So, we held the Festival of the new technologies Given at an exhibition here.
And we tell this first action from a series in which we bring together experts from different areas of business, science and public administration about analytics of data.
Storage and data analysis which were a prerogative of a narrow circle of the companies and people now begin to affect life practically all. For this reason we also began this series of actions where we tell wide audience about data and their analytics.
So, that was at the Festival:
At first, Andrey Ustyuzhanin (The head of joint projects of Yandex and CERN) told how machine learning helps to study Black Matter.
Further, Alexey Vorobyov and Kirill Krasnoshchekov (GUP "NI i PI Genplana Moskvy") told about use of Big Data for planning of the city.

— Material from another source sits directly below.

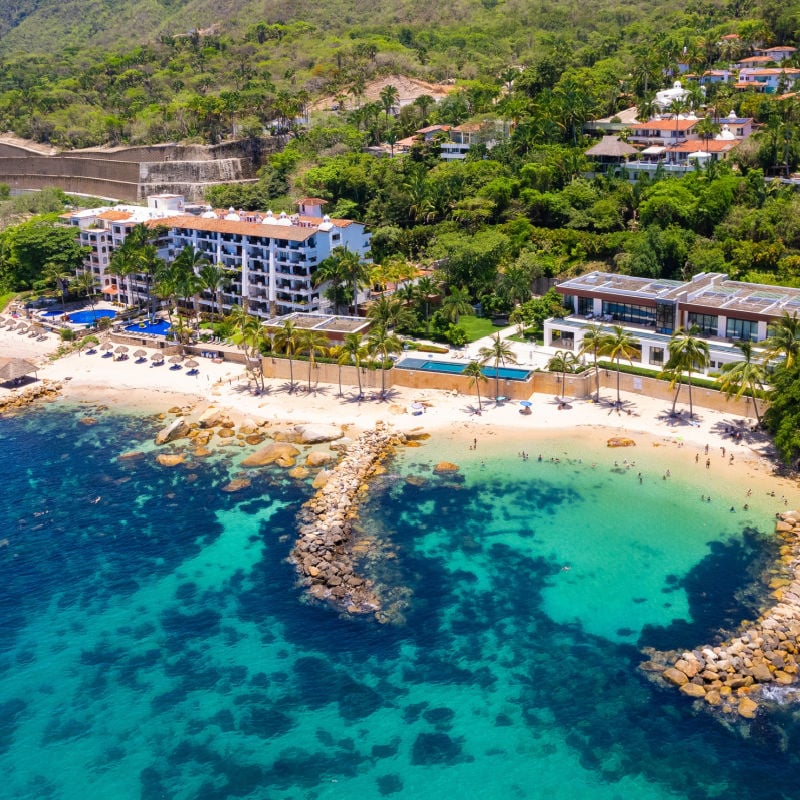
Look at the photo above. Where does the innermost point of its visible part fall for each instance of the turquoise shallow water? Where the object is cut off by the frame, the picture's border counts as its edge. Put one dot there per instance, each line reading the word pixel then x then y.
pixel 153 644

Natalya Kalaytanova (the Media expert of the DCA company) told about change of approach to media placements with analytics.
Nikita Kotlyarov from Avito told about use of machine learning for blocking of fraudulent declarations on Avito.
Yury Kashnitsky from School of Data "Beeline" told about importance of the analysis of emissions in data on the example of identification of very successful Playboy models in the parameters which are not suitable under classical canons.
Rostislav Yavorsky (The associate professor of department of data analysis and artificial intelligence of faculty of computer sciences of Higher School of Economics National Research University) told about the analysis of social networks.
Sergei Marín from department of Big Data Beeline and the founder of School of Data "Beeline" told about use of Big Data for creation of the personalized client experience at the level of each client.
All presentations are available here.
Also, within the Festival we held the Hackathon on data analysis. A subject of the Hackathon was — a prediction of communications between subscribers.
Especially for a hackathon we generated synthetic data the closest to reality which described a bond graph with between different subscribers. Tops of the graph there were more than one million.
Later, we in a special way rustled these data, having destroyed some of communications. The task was — to recover the maximum number of communications in passing, without having created a set of new edges, early not existing.
We were not limited to the simple fact of existence of any communication between users, but also added information on value and a form of communication between them.
Description of fields of the file:
A — Id of an abonet And,
B — Id of an abonet of B,
x_A — Id of the operator of an abonet And,
x_B — Id of the operator of an abonet In,
c_AB — quantity of calls from And to In,
d_AB — duration of calls from And to In,
c_BA — quantity of calls from In to And,
d_BA — duration of calls from In to And,
s_AB — quantity of SMS from And to In,
s_BA — quantity of SMS from In to And
The code was also provided to participants for acquaintance with structure of a format of a solution and internal checks:
Benchmark.ipynb — an example of a simple solution with converting of the answer in the special format required for check of results.
Checker.ipynb — a code which will check quality of a solution.
During the Hackathon we understood that the offered task is more interesting and more difficult than to us saw earlier, and we decided not to be limited initial four hours, having given to the registered participants time to 18:00 Wednesdays December 23. For this purpose, we quickly transferred the Hackathon to online the mode.
The subsequent format online of interaction was following:
The form in guglforma in which the registered participants specified the following information was created
Name and Surname (or nickname)
Direct reference on the laid-out submission.csv
The comment — on a case of questions
The final document was visible only to organizers.
Time and even more often than in day we:
Downloaded solutions and banished them through a cheker with basic data
Updated a rating and results of participants
After 6 in the evening on Wednesday we summed up the results and defined winners. They appeared:
1st place: Alexander Kukushkin. Prize: The certificate on training at School of Data Beeline
2nd place: Anton Ustinov. Prize: Ticket for the Quest
3rd place: Georgy Zubriyenko. Prize: Earphones
Alexander laid out the description of the solution here.
All children big good fellows! We will solemnly award all prizes in the first week of January at the central office "VimpelCom" in Moscow.
In general, there is a wish to tell Many Thanks to all participants of our Festival, and also to hope that action and the organization were pleasant.
This the first of similar actions and next year we plan them much more. You monitor announcements on Habré and subscribe for news on the page of School.
In completion of this year and throughout a paradigm to tell about analytics of data of wide audience we acted on air of radio Komsomolskaya Pravda where we told about analytics of data, about trends and about School of Data. Record of air is available here.
In total with the Coming Holidays and to meetings in New Year!
This article is a translation of the original post at habrahabr.ru/post/274205/
If you have any questions regarding the material covered in the article above, please, contact the original author of the post.
If you have any complaints about this article or you want this article to be deleted, please, drop an email here: firstname.lastname@example.org.
We believe that the knowledge, which is available at the most popular Russian IT blog habrahabr.ru, should be accessed by everyone, even though it is poorly translated.
Shared knowledge makes the world better.